Many of the questions asked of Lam pertained to police brutality, which is a major complaint of the protest movement and the focus of one of its five core demands. When an audience member relatively sympathetic to Lam denounced the violence and vandalism carried out by some protesters, social media lit up with photos outing her as a police officer disguised in plain clothes. According to some reports, she used to be a police officer but no longer holds that position, a detail that probably will not mollify critics who think she was a plant.
The South China Morning Post counted almost half of the questions asked of Lam as related to police misconduct. Lam nevertheless stood her ground and refused to allow an independent investigation, at least not until Hong Kong’s IPCC police watchdog agency finishes its work “in a few months.”
“Police have become a political tool and there is no mechanism to monitor their operations. The IPCC is only a toothless tiger,” an audience member shot back, noting that police have not held accountable a single top official.
“Have you ever been sympathetic towards people who were tear-gassed or beaten by police? You only care about turnstiles in MTR stations which were vandalized. You have taught me, a naive person, that peaceful protests cannot make a difference,” said another, referring to the vandalism some protesters have conducted at Hong Kong railroad stations.
Lam did make one concession to the protest movement by announcing detainees would no longer be held at the notorious San Uk Ling Holding Center, where there have been numerous complaints of abuse. She was adamant that the rest of the protest movement’s demands will not be granted because they are not lawful.
The event reportedly concluded with fervent interest in signing up for Lam’s next public dialogue, which is not necessarily good news for the embattled chief executive. The South China Morning Post thought she looked overwhelmed, “shaken,” and emotional during the event, alternating between “angry aunt” and “punching bag.” One of the ministers appearing on stage with her burst into tears while the audience was hammering Lam.
If Lam’s goal was to defuse the protest movement by letting people vent their anger at her or to gain some credibility with disaffected citizens by demonstrating her courage, the town hall meeting may have fallen short of her expectations. At best, the attendees seemed to view her with pity as a hapless mouthpiece for the real power in Beijing.
“I just get angrier and more disappointed. She just kept repeating herself. She looks down on us Hongkongers, but looks up to Xi Jinping. We are not from the lower part of society. I am educated and I can think critically,” said one of the attendees, referring to China’s authoritarian Communist Party chairman Xi Jinping.

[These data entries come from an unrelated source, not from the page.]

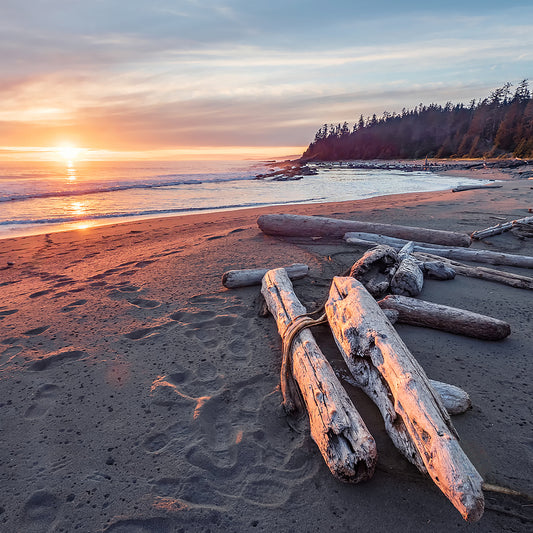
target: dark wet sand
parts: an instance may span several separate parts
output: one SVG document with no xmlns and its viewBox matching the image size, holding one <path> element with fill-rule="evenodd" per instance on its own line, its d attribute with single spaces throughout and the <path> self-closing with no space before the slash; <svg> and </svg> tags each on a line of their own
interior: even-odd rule
<svg viewBox="0 0 533 533">
<path fill-rule="evenodd" d="M 508 180 L 283 212 L 470 233 L 528 216 L 532 187 Z M 258 287 L 227 290 L 220 279 L 308 263 L 295 291 L 312 310 L 363 250 L 265 236 L 255 223 L 265 212 L 281 209 L 0 241 L 0 530 L 531 531 L 530 501 L 491 493 L 481 521 L 465 523 L 349 383 L 379 464 L 361 485 L 332 477 L 306 423 L 289 425 L 280 409 L 280 340 L 258 316 Z M 533 255 L 531 239 L 510 233 L 474 246 Z M 469 392 L 473 408 L 454 424 L 484 479 L 532 494 L 531 291 L 457 276 L 427 281 L 421 298 L 511 324 L 499 342 L 398 331 L 430 378 Z M 316 337 L 342 374 L 327 330 Z"/>
</svg>

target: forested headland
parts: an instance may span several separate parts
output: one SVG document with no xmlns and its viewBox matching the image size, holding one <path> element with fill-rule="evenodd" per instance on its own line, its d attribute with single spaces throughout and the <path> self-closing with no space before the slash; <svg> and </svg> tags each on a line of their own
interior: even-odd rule
<svg viewBox="0 0 533 533">
<path fill-rule="evenodd" d="M 420 104 L 358 122 L 324 124 L 303 161 L 342 159 L 533 158 L 533 98 L 528 81 L 469 104 Z"/>
</svg>

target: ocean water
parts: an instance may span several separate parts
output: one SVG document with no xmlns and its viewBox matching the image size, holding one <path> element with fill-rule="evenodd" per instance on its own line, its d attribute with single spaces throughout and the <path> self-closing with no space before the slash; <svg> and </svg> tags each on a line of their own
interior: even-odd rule
<svg viewBox="0 0 533 533">
<path fill-rule="evenodd" d="M 0 238 L 149 217 L 437 191 L 466 177 L 318 168 L 300 180 L 254 179 L 267 162 L 0 162 Z M 277 209 L 280 211 L 280 209 Z"/>
</svg>

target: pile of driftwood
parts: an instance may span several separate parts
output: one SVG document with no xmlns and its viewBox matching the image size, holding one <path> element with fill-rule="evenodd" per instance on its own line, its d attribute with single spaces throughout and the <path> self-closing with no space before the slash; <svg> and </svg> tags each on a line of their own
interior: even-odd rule
<svg viewBox="0 0 533 533">
<path fill-rule="evenodd" d="M 261 292 L 282 338 L 284 406 L 289 413 L 307 410 L 311 436 L 330 471 L 343 481 L 367 480 L 374 473 L 377 450 L 308 329 L 324 322 L 329 323 L 356 384 L 379 408 L 398 450 L 431 476 L 465 520 L 479 520 L 484 510 L 483 480 L 461 449 L 450 420 L 450 414 L 470 407 L 468 394 L 428 379 L 392 324 L 399 321 L 481 339 L 503 339 L 511 329 L 501 320 L 414 296 L 421 292 L 424 277 L 446 280 L 456 273 L 489 276 L 531 289 L 531 278 L 495 271 L 501 278 L 495 279 L 490 277 L 496 276 L 491 269 L 478 271 L 479 267 L 452 258 L 529 268 L 533 268 L 533 258 L 481 251 L 464 256 L 470 236 L 423 228 L 295 215 L 263 215 L 258 224 L 269 234 L 336 236 L 372 247 L 354 263 L 349 276 L 333 278 L 324 314 L 318 319 L 307 314 L 289 279 L 305 276 L 306 265 L 230 271 L 223 277 L 227 287 L 262 283 Z"/>
</svg>

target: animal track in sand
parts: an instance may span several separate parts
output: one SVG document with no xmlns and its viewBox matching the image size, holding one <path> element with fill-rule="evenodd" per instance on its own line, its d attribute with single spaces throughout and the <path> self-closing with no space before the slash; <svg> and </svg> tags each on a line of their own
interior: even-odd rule
<svg viewBox="0 0 533 533">
<path fill-rule="evenodd" d="M 57 352 L 51 352 L 49 354 L 46 354 L 42 356 L 40 359 L 37 359 L 37 361 L 34 361 L 28 366 L 29 370 L 33 370 L 36 372 L 41 372 L 43 370 L 49 370 L 50 368 L 54 368 L 56 366 L 77 361 L 81 359 L 82 357 L 87 356 L 87 352 L 84 352 L 83 350 L 60 350 Z"/>
<path fill-rule="evenodd" d="M 41 385 L 33 397 L 33 403 L 26 409 L 24 418 L 33 420 L 43 417 L 57 398 L 58 393 L 59 387 L 53 383 Z"/>
</svg>

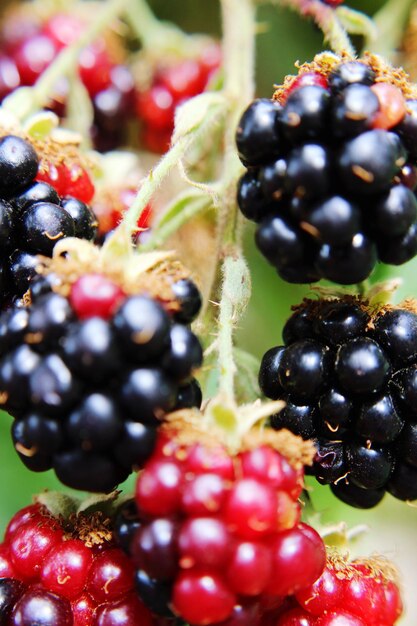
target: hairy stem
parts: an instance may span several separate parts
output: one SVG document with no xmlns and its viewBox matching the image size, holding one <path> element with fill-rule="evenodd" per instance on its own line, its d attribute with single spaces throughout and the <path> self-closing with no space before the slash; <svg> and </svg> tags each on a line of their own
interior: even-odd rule
<svg viewBox="0 0 417 626">
<path fill-rule="evenodd" d="M 239 16 L 239 19 L 236 19 Z M 222 0 L 224 93 L 231 102 L 226 124 L 222 206 L 218 220 L 218 260 L 222 282 L 218 317 L 219 391 L 234 400 L 236 364 L 233 332 L 250 297 L 250 277 L 241 255 L 241 217 L 236 185 L 243 168 L 236 154 L 235 133 L 242 110 L 253 98 L 255 9 L 251 0 Z M 214 295 L 214 294 L 213 294 Z M 214 295 L 215 297 L 215 295 Z"/>
<path fill-rule="evenodd" d="M 336 11 L 330 6 L 326 6 L 321 0 L 274 1 L 291 7 L 302 16 L 311 17 L 323 32 L 325 41 L 328 42 L 334 52 L 337 54 L 347 52 L 351 56 L 355 55 L 352 42 L 338 19 Z"/>
<path fill-rule="evenodd" d="M 6 98 L 3 106 L 21 120 L 45 106 L 58 80 L 74 70 L 80 51 L 94 41 L 118 15 L 123 13 L 129 2 L 135 1 L 108 0 L 97 18 L 80 34 L 79 39 L 58 54 L 33 87 L 18 89 Z"/>
</svg>

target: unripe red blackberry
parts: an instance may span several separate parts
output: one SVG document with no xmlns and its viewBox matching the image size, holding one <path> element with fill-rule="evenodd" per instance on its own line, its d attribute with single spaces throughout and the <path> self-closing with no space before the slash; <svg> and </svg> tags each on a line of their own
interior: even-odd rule
<svg viewBox="0 0 417 626">
<path fill-rule="evenodd" d="M 328 550 L 320 578 L 295 594 L 298 608 L 285 611 L 278 626 L 394 626 L 403 606 L 394 566 L 382 557 L 348 561 L 336 550 Z M 301 619 L 302 618 L 302 619 Z M 311 621 L 310 621 L 311 620 Z"/>
<path fill-rule="evenodd" d="M 198 290 L 175 263 L 145 258 L 141 272 L 140 256 L 134 274 L 117 259 L 106 274 L 99 249 L 77 243 L 65 258 L 60 244 L 30 298 L 1 317 L 1 401 L 29 469 L 109 491 L 152 453 L 165 413 L 201 403 Z"/>
<path fill-rule="evenodd" d="M 0 579 L 0 624 L 155 626 L 114 541 L 117 505 L 109 499 L 103 510 L 96 503 L 77 512 L 80 503 L 67 497 L 61 511 L 60 494 L 41 498 L 44 504 L 16 513 L 0 544 L 9 568 Z"/>
<path fill-rule="evenodd" d="M 154 613 L 232 625 L 237 605 L 279 604 L 322 571 L 322 540 L 298 502 L 312 449 L 288 432 L 249 432 L 231 452 L 201 417 L 178 412 L 162 426 L 118 534 Z"/>
<path fill-rule="evenodd" d="M 259 373 L 265 395 L 287 403 L 272 427 L 314 439 L 314 475 L 352 506 L 373 507 L 385 491 L 417 499 L 414 303 L 305 300 L 283 338 Z"/>
<path fill-rule="evenodd" d="M 141 142 L 151 152 L 169 148 L 177 106 L 202 93 L 220 68 L 221 49 L 216 41 L 205 37 L 190 39 L 189 44 L 182 58 L 181 52 L 171 59 L 166 55 L 149 58 L 144 51 L 139 59 L 138 68 L 143 63 L 146 72 L 137 73 L 136 116 L 141 124 Z M 152 76 L 146 80 L 150 68 Z"/>
<path fill-rule="evenodd" d="M 54 8 L 39 12 L 29 2 L 10 11 L 0 27 L 0 99 L 19 86 L 33 85 L 88 27 L 93 13 L 82 7 L 71 13 L 57 13 Z M 114 29 L 107 29 L 79 57 L 79 77 L 93 110 L 91 136 L 96 149 L 103 152 L 126 142 L 127 122 L 134 114 L 134 81 L 125 63 L 126 51 Z M 54 86 L 48 108 L 65 117 L 67 98 L 64 78 Z"/>
<path fill-rule="evenodd" d="M 324 53 L 246 109 L 238 204 L 281 278 L 358 283 L 417 254 L 416 100 L 379 57 Z"/>
</svg>

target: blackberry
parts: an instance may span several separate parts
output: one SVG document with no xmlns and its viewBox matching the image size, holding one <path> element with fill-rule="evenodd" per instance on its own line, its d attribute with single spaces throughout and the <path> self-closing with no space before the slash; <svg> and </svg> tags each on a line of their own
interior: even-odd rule
<svg viewBox="0 0 417 626">
<path fill-rule="evenodd" d="M 237 201 L 285 281 L 354 284 L 417 254 L 417 99 L 395 72 L 318 55 L 244 112 Z"/>
<path fill-rule="evenodd" d="M 180 321 L 200 297 L 175 272 L 159 283 L 145 273 L 152 297 L 135 292 L 137 280 L 125 288 L 122 278 L 75 272 L 68 281 L 55 263 L 66 261 L 33 281 L 30 303 L 0 316 L 0 395 L 29 469 L 109 491 L 151 454 L 165 413 L 201 403 L 192 373 L 202 349 Z"/>
<path fill-rule="evenodd" d="M 417 499 L 417 308 L 353 297 L 305 300 L 268 350 L 263 393 L 285 400 L 270 418 L 313 439 L 311 472 L 344 502 L 370 508 L 386 491 Z"/>
<path fill-rule="evenodd" d="M 27 291 L 40 261 L 51 257 L 64 237 L 95 238 L 91 209 L 73 197 L 37 181 L 41 156 L 29 141 L 14 135 L 0 139 L 0 308 Z"/>
</svg>

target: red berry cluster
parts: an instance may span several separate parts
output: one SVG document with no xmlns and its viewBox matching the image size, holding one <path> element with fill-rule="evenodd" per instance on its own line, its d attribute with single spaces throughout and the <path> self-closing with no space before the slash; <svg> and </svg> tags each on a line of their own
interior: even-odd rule
<svg viewBox="0 0 417 626">
<path fill-rule="evenodd" d="M 17 87 L 33 85 L 59 52 L 86 28 L 85 20 L 77 15 L 56 13 L 39 23 L 26 9 L 26 17 L 20 12 L 12 15 L 0 33 L 0 100 Z M 123 142 L 126 118 L 133 114 L 133 78 L 119 62 L 119 51 L 112 54 L 113 48 L 100 37 L 81 52 L 78 62 L 79 77 L 93 104 L 91 132 L 99 150 L 110 150 Z M 63 78 L 55 86 L 50 103 L 60 117 L 65 115 L 67 94 L 68 83 Z"/>
<path fill-rule="evenodd" d="M 64 522 L 34 504 L 11 519 L 0 544 L 0 623 L 152 626 L 154 620 L 134 593 L 132 565 L 104 518 Z"/>
<path fill-rule="evenodd" d="M 223 626 L 242 602 L 262 613 L 310 586 L 325 548 L 300 522 L 301 465 L 271 445 L 233 456 L 204 434 L 185 443 L 184 435 L 163 427 L 136 486 L 129 551 L 144 601 L 195 626 Z"/>
<path fill-rule="evenodd" d="M 197 58 L 161 66 L 152 84 L 136 97 L 136 114 L 142 122 L 142 143 L 152 152 L 165 152 L 174 130 L 177 106 L 202 93 L 220 67 L 217 43 L 205 46 Z"/>
<path fill-rule="evenodd" d="M 276 626 L 393 626 L 402 614 L 391 567 L 330 554 L 320 578 L 295 594 Z"/>
</svg>

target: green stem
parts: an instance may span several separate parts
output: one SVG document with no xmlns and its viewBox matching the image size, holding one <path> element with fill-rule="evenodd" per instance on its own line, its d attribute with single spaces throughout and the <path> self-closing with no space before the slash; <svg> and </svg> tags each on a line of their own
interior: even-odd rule
<svg viewBox="0 0 417 626">
<path fill-rule="evenodd" d="M 355 49 L 349 35 L 332 7 L 326 6 L 321 0 L 274 1 L 291 7 L 302 16 L 311 17 L 323 32 L 325 41 L 329 43 L 334 52 L 337 54 L 347 52 L 350 56 L 355 56 Z"/>
<path fill-rule="evenodd" d="M 150 50 L 169 48 L 186 37 L 174 24 L 158 20 L 144 0 L 131 2 L 126 19 L 143 47 Z"/>
<path fill-rule="evenodd" d="M 401 44 L 404 26 L 414 4 L 415 0 L 388 0 L 374 16 L 378 36 L 367 42 L 366 47 L 390 58 Z"/>
<path fill-rule="evenodd" d="M 6 98 L 3 107 L 19 119 L 42 108 L 51 96 L 57 81 L 70 73 L 77 64 L 80 51 L 90 44 L 111 22 L 126 9 L 129 2 L 136 0 L 108 0 L 94 22 L 80 34 L 79 39 L 64 48 L 55 61 L 36 81 L 33 87 L 22 87 Z"/>
</svg>

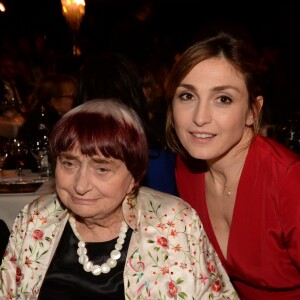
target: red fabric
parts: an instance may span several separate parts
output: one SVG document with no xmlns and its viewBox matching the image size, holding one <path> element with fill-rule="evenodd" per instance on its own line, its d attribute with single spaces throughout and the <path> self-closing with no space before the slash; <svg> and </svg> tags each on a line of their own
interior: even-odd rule
<svg viewBox="0 0 300 300">
<path fill-rule="evenodd" d="M 227 260 L 209 220 L 204 172 L 192 172 L 177 158 L 176 180 L 241 299 L 300 299 L 299 156 L 265 137 L 252 143 L 237 191 Z"/>
</svg>

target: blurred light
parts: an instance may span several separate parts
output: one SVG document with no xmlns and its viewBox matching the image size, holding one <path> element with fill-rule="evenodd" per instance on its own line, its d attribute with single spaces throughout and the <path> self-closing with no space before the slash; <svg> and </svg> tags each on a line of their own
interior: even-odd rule
<svg viewBox="0 0 300 300">
<path fill-rule="evenodd" d="M 0 2 L 0 12 L 5 12 L 5 6 L 2 2 Z"/>
<path fill-rule="evenodd" d="M 72 30 L 79 30 L 85 13 L 84 0 L 61 0 L 62 12 Z"/>
</svg>

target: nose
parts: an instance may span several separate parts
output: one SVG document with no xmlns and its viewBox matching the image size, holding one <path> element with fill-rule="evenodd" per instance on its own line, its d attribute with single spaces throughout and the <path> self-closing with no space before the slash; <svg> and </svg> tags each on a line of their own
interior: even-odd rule
<svg viewBox="0 0 300 300">
<path fill-rule="evenodd" d="M 209 103 L 204 101 L 198 101 L 197 105 L 194 108 L 193 113 L 193 122 L 201 127 L 204 124 L 211 122 L 211 111 Z"/>
<path fill-rule="evenodd" d="M 84 195 L 92 190 L 92 183 L 87 169 L 80 168 L 74 180 L 74 190 L 78 195 Z"/>
</svg>

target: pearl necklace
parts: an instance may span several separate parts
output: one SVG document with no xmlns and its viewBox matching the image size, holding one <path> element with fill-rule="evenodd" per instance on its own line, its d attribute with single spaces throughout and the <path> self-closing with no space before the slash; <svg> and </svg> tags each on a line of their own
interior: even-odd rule
<svg viewBox="0 0 300 300">
<path fill-rule="evenodd" d="M 115 245 L 115 249 L 111 251 L 110 258 L 103 263 L 101 266 L 94 265 L 87 256 L 87 249 L 85 247 L 85 242 L 81 239 L 77 229 L 76 229 L 76 220 L 73 216 L 70 215 L 69 223 L 71 228 L 78 238 L 78 249 L 77 254 L 79 256 L 79 263 L 83 265 L 83 269 L 86 272 L 91 272 L 93 275 L 97 276 L 101 273 L 107 274 L 112 268 L 117 265 L 117 260 L 121 257 L 121 249 L 123 248 L 123 244 L 126 238 L 126 232 L 128 230 L 128 225 L 122 221 L 122 225 L 120 228 L 119 238 L 117 239 L 117 243 Z"/>
</svg>

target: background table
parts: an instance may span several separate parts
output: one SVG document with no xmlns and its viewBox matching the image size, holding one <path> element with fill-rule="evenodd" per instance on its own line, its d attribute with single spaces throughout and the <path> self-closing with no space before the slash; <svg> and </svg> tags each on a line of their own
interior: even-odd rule
<svg viewBox="0 0 300 300">
<path fill-rule="evenodd" d="M 54 192 L 53 179 L 43 183 L 36 192 L 31 194 L 0 194 L 0 219 L 11 229 L 16 216 L 26 204 L 52 192 Z"/>
</svg>

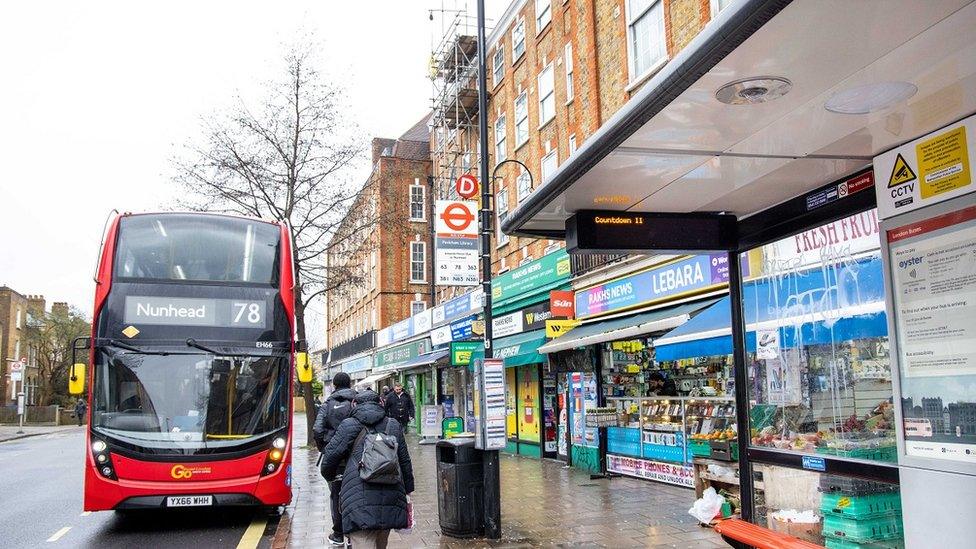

China’s state-run media celebrated Lam, dismissed her critics as rude and dishonest, and gave heroic coverage to pro-government participants in the town hall. China’s Global Times portrayed pro-government residents as a captive majority, ruthlessly oppressed by the vicious protest movement, that finally had a chance to make itself heard:
In a rare moment during the past few months that have silenced voices opposed to the violence, some residents took the chance on Thursday night to speak out against radicals.
Early in the session, participants burst into applause when a woman stood up and called for an investigation into members of the Hong Kong Legislative Council, teachers, religious people who have fueled the protests. She spoke of the need to make changes to the education system and to take action against fake journalists and media organizations who smear the government and the police.
The People’s Daily of China thrashed the protesters as unreasonable “radicals” and separatists whose demand of universal suffrage is an effort to subvert the government so it can use Hong Kong to “infiltrate and undermine the mainland.”
“They make loud voices for democracy, but what they had done hindered Hong Kong’s democracy,” the People’s Daily charged.